Allgemein verbindliche Vorschriften über die Wahl und Führung von Vornamen gibt es z.Zt. nicht (BGHZ 73, 239, 240 ff.). Zum Teil wird das elterliche Bestimmungsrecht überwiegend als elterliches Freiheitsrecht definiert, dessen Grenzen sich daraus ergeben, dass die Namensgebung die allgemeine Sitte und Ordnung nicht verletzen darf; dabei gehört zur rechten Ordnung, dass nicht willkürliche oder ganz ungebräuchliche oder zur Kennzeichnung ihrer Träger ungeeignete Bezeichnungen verwendet werden (BGHZ a.a.O.; OLG Frankfurt/M. StAZ 2000, 238; OLG Hamm StAZ 1998, 322). Daneben richtet man die Elternrechte einschließlich des Vornamensbestimmungsrechts am Kindeswohl aus und zieht es anstelle der Begriffe Sitte und Ordnung (LG Berlin StAZ 1998, 208) oder daneben (vgl. MüKo-v. Sachsen Gessaphe, BGB, 4. Aufl., Nach § 1618 Rz. 9 m.w.N.) heran.

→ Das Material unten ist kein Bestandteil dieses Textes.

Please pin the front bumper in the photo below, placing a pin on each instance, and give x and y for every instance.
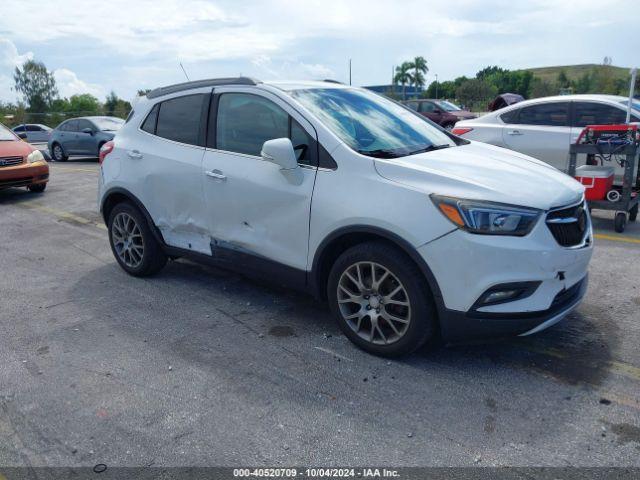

Gemessen an diesen dogmatisch verschiedenen Grundsätzen sieht der Senat mit dem Landgericht keinen Anlass, der von den Antragstellern gewählten Schreibweise des zweiten Vornamens der Betroffenen die Anerkennung zu versagen. Der gewählte Vorname ist zur Individual- und Geschlechtskennzeichnung geeignet und beeinträchtigt das Kindesinteresse weder durch anstößige, sinnlose, willkürliche oder sonstige Bezeichnungen, durch die das Kind der Lächerlichkeit preisgegeben oder beim alltäglichen Gebrauch des Namens gesellschaftlichen Belastungen ausgesetzt wird.

Offenkundig verlangen die Antragsteller eine Schreibweise des zweiten Vornamens ihrer Tochter, über dessen Vereinbarkeit mit den Regeln der deutschen Rechtschreibung gestritten werden kann. Darauf kommt es jedoch nicht an. Infolge tief greifender gesellschaftlicher und kultureller Veränderungen in Deutschland in den letzten Jahrzehnten ist es immer gebräuchlicher geworden und wird inzwischen ohne weiteres hingenommen, dass deutsche Eltern ihren Kindern ausländische Namen geben. Aufgrund der vorgelegten Unterlagen hat das Landgericht in nicht zu beanstandender Weise die Gebräuchlichkeit der gewünschten Namensschreibung im englischsprachigen Rechtsraum festgestellt. Unerheblich ist insoweit, ob die streitbefangene Schreibweise im englischen bzw. angloamerikanischen Sprachraum Zugang in die entsprechenden Register gefunden hat.

Nach alledem verfängt der Hinweis der Beschwerdeführerin auf § 262 Abs. 5 DA nicht. Der Inhalt der Dienstanweisung für die Standesbeamten und ihre Aufsichtsbehörden (DA) ist - ohne Bindungswirkung für die Gerichte - reine interne Verwaltungsvorschrift, die für den Standesbeamten allgemeine Weisungen enthält. Die Bestimmung der DA liefert nur einige grobe Kriterien für die Zulässigkeit von Vornamen, wie sie in der Rechtsprechung entwickelt worden sind (Hepting/Gaaz, PStG, Bd. 1, § 21 Rz. 80). Grundsätzlich sind die Sorgeberechtigten bei der Namenswahl frei. Die Beschränkungen ergeben sich nur insoweit, als die gewählten Vornamen nicht die Gebote der allgemeinen Sitte und Ordnung oder dem Kindeswohl widersprechen. Im übrigen sieht § 262 Abs. 5 S. 1 Hs. 2 DA bereits vor, dass der Namensgeber trotz Belehrung eine andere Schreibweise verlangen kann. Dies ist dann aktenkundig zu machen.

III.

Das Verfahren ist für die Aufsichtsbehörde gebührenfrei (§ 11 KostO). Eine Anordnung einer Kostenerstattung zugunsten der Antragsteller ist gem. § 13a Abs. 1 S. 1 FGG nicht geboten, da sowohl die Antragsgegnerin als auch die Beschwerdeführerin erörterungswürdige Zweifel an der "Zulässigkeit" des Vornamens haben konnten.